The Dad We All Hope To Be (Father of the Bride 1991 Review)

Originally, this article was printed under the Disney Dads section of  My editor did a great job of tightening up this post and making it really fit well under the Disney Dads banner, but I thought you might enjoy the long version of it.  I especially love this opening monologue by George Banks (played by Steve Martin).

“She said I was her hero.”

“You fathers will understand. You have a little girl… an adorable little girl who looks up to you and adores you in a way you could never have imagined. I remember how her little hand used to fit inside mine, how she used to love to sit on my lap and lean her head against my chest. She said I was her hero.                            

“Then the day comes when she wants to get her ears pierced and wants you to drop her off a block before the movie theatre. Next thing you know, she’s wearing eye shadow and high heels. From that moment on you’re in a constant state of panic.

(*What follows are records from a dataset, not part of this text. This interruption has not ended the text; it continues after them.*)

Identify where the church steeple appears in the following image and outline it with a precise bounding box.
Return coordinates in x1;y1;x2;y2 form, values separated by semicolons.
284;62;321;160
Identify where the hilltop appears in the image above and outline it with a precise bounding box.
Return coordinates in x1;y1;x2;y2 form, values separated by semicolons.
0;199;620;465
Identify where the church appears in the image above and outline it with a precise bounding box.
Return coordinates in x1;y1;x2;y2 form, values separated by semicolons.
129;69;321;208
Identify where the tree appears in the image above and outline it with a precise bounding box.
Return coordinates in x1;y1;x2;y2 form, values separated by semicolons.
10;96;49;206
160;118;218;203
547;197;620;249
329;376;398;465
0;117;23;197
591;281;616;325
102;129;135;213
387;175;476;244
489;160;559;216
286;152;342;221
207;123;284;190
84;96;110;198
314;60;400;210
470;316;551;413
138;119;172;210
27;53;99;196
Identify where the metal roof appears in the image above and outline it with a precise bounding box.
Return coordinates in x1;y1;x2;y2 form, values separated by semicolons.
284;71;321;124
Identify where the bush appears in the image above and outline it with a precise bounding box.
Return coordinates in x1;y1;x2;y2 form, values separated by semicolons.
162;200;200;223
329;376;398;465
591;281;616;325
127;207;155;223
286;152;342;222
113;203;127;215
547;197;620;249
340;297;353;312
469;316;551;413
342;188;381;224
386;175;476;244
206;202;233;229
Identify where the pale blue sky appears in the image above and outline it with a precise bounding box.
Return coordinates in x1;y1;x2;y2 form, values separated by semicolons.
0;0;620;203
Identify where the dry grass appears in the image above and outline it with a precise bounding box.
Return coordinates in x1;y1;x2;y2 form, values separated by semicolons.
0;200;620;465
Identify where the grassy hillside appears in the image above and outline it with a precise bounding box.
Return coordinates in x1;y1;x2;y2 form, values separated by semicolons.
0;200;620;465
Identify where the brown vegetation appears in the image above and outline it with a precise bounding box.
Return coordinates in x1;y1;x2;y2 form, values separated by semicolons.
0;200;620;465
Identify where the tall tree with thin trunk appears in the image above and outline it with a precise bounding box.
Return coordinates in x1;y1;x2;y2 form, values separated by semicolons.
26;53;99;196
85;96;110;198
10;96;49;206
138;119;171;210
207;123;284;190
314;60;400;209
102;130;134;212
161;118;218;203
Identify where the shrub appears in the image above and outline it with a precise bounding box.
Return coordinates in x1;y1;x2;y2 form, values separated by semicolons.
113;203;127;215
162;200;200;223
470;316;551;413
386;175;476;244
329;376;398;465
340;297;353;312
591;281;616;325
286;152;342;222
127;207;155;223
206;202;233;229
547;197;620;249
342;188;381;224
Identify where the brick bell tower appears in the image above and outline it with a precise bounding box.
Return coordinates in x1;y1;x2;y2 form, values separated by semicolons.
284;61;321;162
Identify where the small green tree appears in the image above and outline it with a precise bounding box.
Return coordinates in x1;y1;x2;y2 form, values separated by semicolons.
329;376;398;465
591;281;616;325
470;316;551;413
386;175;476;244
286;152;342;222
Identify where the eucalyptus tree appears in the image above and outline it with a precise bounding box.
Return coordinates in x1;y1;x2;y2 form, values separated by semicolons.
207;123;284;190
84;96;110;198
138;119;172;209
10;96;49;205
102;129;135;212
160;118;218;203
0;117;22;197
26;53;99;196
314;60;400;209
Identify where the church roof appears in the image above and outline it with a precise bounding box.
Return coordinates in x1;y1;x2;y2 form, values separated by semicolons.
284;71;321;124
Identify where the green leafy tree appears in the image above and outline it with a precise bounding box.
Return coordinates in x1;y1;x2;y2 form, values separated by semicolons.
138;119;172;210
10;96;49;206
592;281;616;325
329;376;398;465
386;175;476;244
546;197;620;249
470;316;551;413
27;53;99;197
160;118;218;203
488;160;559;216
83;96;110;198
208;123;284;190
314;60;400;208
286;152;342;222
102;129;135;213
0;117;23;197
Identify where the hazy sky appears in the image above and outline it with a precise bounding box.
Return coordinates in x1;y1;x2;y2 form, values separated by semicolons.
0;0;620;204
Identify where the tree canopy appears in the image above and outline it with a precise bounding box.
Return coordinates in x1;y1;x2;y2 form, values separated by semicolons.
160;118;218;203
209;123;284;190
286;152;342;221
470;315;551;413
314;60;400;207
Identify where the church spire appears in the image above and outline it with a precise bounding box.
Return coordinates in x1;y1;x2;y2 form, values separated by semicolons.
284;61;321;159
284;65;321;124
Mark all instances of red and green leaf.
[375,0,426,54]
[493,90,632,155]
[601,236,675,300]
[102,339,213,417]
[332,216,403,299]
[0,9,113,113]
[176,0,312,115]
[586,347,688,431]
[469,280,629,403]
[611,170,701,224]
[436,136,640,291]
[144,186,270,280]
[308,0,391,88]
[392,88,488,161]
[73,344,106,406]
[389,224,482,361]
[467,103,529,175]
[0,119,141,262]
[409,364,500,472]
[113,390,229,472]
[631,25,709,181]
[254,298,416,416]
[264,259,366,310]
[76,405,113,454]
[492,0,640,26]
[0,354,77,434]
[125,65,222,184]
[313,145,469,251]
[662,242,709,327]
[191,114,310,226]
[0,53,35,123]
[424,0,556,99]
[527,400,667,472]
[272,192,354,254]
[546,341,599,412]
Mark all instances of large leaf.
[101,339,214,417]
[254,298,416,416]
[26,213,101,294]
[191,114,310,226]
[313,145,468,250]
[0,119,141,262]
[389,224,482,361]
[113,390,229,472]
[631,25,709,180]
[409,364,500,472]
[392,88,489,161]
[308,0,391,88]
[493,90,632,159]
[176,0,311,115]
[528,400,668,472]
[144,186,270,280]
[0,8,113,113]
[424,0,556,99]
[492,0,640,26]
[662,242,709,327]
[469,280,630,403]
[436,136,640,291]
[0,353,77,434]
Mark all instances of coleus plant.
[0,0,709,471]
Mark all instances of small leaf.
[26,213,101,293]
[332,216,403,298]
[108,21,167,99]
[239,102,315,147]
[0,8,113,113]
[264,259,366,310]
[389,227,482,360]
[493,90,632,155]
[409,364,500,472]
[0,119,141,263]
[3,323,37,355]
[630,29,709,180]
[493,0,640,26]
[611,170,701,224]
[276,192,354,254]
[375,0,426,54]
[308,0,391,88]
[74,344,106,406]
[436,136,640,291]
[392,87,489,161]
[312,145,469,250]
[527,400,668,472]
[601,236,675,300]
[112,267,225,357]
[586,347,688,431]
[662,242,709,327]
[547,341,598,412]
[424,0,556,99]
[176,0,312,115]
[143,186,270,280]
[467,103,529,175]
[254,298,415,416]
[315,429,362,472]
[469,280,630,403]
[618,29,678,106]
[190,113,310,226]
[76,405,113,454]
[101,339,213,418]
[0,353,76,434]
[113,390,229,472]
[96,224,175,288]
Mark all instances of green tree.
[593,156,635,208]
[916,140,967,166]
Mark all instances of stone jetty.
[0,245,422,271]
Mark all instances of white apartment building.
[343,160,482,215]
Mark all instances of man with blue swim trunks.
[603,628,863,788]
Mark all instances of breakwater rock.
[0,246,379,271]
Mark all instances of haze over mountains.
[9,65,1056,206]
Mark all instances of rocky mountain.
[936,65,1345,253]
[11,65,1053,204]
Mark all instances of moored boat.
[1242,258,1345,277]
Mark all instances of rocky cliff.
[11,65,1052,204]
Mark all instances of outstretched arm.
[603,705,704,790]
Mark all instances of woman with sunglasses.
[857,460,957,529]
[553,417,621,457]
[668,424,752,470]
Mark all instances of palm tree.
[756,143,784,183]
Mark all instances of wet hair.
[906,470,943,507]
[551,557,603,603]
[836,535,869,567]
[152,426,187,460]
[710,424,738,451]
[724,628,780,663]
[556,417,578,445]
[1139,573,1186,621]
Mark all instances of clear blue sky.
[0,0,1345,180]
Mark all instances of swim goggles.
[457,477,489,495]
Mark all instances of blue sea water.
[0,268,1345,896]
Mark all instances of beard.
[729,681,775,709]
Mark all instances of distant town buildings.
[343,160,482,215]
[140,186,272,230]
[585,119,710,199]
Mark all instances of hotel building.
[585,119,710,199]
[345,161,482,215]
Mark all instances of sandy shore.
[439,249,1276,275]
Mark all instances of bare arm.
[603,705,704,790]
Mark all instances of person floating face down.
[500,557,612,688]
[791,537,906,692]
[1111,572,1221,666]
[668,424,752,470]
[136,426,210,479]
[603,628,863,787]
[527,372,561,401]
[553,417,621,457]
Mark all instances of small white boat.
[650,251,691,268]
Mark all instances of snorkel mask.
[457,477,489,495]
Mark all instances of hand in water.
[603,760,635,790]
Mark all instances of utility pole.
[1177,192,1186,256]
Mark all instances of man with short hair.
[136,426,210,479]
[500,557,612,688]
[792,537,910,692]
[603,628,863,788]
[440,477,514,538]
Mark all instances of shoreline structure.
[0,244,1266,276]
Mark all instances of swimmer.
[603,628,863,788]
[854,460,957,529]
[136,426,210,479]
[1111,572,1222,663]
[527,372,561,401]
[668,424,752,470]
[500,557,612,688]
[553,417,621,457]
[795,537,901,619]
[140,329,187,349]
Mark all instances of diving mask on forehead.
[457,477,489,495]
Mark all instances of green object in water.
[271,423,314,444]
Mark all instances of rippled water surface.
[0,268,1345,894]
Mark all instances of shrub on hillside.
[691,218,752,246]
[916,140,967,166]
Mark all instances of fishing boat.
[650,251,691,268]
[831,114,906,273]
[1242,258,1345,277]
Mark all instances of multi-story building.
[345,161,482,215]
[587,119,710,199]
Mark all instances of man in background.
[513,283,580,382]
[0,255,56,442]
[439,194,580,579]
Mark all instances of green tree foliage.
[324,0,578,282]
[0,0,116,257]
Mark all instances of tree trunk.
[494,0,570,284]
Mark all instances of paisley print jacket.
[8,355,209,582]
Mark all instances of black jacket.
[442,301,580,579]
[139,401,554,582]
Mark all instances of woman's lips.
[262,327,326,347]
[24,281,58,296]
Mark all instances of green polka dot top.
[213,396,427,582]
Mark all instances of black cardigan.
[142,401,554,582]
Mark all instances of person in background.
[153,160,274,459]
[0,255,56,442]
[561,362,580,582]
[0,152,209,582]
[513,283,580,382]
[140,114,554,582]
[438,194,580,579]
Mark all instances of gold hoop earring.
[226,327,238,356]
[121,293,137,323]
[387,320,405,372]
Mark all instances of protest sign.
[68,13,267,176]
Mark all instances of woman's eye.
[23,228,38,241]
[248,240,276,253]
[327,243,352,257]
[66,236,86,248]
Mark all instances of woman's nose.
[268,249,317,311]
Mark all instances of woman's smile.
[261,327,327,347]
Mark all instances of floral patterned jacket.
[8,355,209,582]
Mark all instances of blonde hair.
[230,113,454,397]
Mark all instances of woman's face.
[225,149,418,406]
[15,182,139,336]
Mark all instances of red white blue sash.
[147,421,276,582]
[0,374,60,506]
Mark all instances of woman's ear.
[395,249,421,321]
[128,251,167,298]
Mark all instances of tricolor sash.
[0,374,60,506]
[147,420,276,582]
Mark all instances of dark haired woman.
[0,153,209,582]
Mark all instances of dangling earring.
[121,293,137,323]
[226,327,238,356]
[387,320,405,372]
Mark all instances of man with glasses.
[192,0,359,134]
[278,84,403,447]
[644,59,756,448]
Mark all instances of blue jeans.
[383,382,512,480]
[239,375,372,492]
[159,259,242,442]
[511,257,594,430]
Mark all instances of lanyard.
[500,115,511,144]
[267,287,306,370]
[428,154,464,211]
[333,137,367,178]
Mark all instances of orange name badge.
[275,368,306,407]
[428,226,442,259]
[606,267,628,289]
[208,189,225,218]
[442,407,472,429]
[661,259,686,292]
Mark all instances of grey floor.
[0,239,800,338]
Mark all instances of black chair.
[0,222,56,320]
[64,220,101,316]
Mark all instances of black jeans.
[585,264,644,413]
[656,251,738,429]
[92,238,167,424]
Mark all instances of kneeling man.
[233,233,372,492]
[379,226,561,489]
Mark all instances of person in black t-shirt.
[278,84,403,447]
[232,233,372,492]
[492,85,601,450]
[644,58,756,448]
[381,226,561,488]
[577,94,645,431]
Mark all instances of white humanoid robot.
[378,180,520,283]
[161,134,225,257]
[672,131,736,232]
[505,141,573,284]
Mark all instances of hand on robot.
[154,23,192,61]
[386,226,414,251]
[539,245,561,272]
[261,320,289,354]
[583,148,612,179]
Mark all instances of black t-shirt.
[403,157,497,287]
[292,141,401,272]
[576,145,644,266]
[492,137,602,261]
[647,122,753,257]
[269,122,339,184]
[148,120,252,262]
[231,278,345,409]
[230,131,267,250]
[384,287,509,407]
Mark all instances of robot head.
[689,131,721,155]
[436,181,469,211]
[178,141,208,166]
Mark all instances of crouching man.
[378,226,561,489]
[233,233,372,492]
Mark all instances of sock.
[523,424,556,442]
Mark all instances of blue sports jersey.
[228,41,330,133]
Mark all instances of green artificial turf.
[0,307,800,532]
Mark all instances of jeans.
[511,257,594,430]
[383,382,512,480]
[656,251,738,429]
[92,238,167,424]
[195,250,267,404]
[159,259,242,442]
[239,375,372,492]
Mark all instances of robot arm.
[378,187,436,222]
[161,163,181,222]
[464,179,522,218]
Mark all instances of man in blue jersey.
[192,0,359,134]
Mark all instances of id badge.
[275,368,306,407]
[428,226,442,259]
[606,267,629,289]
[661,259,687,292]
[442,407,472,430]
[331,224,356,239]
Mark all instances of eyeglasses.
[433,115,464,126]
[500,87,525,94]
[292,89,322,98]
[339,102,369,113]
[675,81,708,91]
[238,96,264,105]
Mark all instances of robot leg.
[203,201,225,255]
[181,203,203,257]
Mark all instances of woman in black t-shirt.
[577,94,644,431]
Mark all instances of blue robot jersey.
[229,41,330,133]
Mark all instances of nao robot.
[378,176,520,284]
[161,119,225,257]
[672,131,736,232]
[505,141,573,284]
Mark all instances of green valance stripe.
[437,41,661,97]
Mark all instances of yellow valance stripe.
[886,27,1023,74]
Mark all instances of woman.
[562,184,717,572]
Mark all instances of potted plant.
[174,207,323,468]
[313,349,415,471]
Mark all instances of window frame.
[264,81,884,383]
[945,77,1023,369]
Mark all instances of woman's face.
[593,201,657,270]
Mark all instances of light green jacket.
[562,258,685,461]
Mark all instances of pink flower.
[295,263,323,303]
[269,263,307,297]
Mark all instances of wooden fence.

You worry about her going out with the wrong kind of guys, the kind of guys who only want one thing. And you know exactly what that one thing is because it’s the same thing you wanted when you were their age.                            

“Then she gets a little older, and you quit worrying about her meeting the wrong guy and you worry about her meeting the right guy. And that’s the biggest fear of all because… then you lose her. And before you know it, you’re sitting all alone in a big, empty house wearing rice on your tux, wondering what happened to your life.” – George Banks, Father of the Bride

“This is the moment I’ve been dreading for the past six months. Well, actually for the past 22 years.”

Truer words were never spoken. What father doesn’t have a little bit of George Banks in him? Or maybe a lot. If you have a daughter (or even if you don’t), this movie should be on the top of your list of “must see” movies. Dare yourself not to cry – either from rolling laughter or from moments that will pull on your heart. Either way, you are in for a treat. You know how some movies show you all the funniest and best parts in the trailer? Not so with this movie. To do that, the trailer would have to be 105 minutes long because the entire movie is terrific. Although the title might lead you to believe otherwise, this is a movie for fathers everywhere. Whether your daughter is four months old or forty years old, you’ll be able to relate to the emotional roller coaster that George is on from beginning to end.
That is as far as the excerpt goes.